The budget proposal as presented to City Council contains no new taxes and calls for no employees to be laid off. Plus, there will be an additional $18.8 million in revenue next due to rising property values.
"We are a city blessed with new energy that's driving us forward to a better and more prosperous future," Brown said.
In his 30-minute address, the mayor said this budget will sustain and build Jacksonville’s momentum with strategic investments to expand opportunity and achieve a more prosperous future for the city.
"I am honored to present council with the budget that is balanced, with no increase in our property tax rate," Brown said. "This is a budget that recognizes we still live in difficult financial time. But it also recognizes that we must make essential investments for Jacksonville to become a true city of opportunity."
While Brown's budget calls for no tax increase, his budget includes revenues from the tax rate that was raised over his objections last year. Asked by a council member if, by not lowering the rate, he now approves of last year's tax increase, the mayor said, "No."
The budget calls for a $22 million increase in the Jacksonville Sheriff's Office budget, enough to hire 40 new officers and rehire 40 community service officers who were let go during leaner budgets over the last few years.
"The mayor and I are in agreement that public safety is a high priority for the city of Jacksonville, and I think you'll see that in the budget when we finalize it," said Rutherford.
Rutherford said he may see some minor spending cuts, but not for personnel.
"I can tell you crime is ticking up in our community.

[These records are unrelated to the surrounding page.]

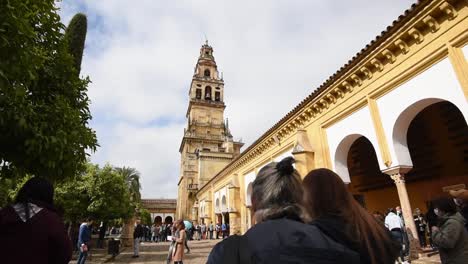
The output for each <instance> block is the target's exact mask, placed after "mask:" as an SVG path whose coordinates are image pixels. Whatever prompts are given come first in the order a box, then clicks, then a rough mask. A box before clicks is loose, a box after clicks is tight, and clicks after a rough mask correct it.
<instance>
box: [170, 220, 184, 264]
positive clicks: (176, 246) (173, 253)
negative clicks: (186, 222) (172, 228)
mask: <svg viewBox="0 0 468 264" xmlns="http://www.w3.org/2000/svg"><path fill="white" fill-rule="evenodd" d="M174 226H175V228H176V231H175V232H174V234H173V235H174V236H173V237H172V240H173V241H175V249H174V253H173V255H172V260H173V261H174V264H183V260H184V243H185V239H187V235H186V233H185V224H184V221H182V220H178V221H177V222H176V223H175V224H174Z"/></svg>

Particularly violent crime. That's why it's important," said Rutherford.
The budget proposal also dedicates capital funds to help raise private funds to redevelop the Jacksonville Landing. There is also money to tear down the old riverfront Duval County Courthouse, clean up the shipyards property to prepare it for private development and redesign Metropolitan Park. Other downtown priorities are to convert some one-way streets for two-way traffic and improve signage and lighting.
The mayor also addressed the increasing cost of pension contributions (up $11 million), worker's compensation (up $4.5 million) election administration ($3.1 million), as well as utility costs, juvenile detention and health care costs.
Brown urged City Council approval of the agreement he reached with the Police and Fire Pension Fund earlier this year to "achieve pension reform once and for all."
The mayor included an additional 5 percent in his budget for community groups in next year's budget, as well as committing money in water quality, restoring service hours at the main library cut last year, as well as increasing funding for books and materials.
Brown also proposed creating an Office of International Trade to be operated in conjunction with the Jacksonville Port Authority that should help attract new jobs to Jacksonville.
Initial reaction from council was the fact they were not provide budget books Monday morning, although electronic copies were provided within a few hours. There was also concern about plans to use reserve funds to pay recurring operating expenses.
"We have increased property revenues but we are hearing there is a $16 million deficit that needs funding from reserve," said Clay Yarborough, the new council president. "It will be very interesting to hash into that."
Other council members have more questions.
"With our revenue increase in Jacksonville, the numbers don't match," Councilman Bill Bishop said. "So I am curious how they are going to work that out."
The mayor's budget proposal will be scrutinized and likely modified by City Counci over the next two months. Once a final budget is passed, it will go into effect on October 1.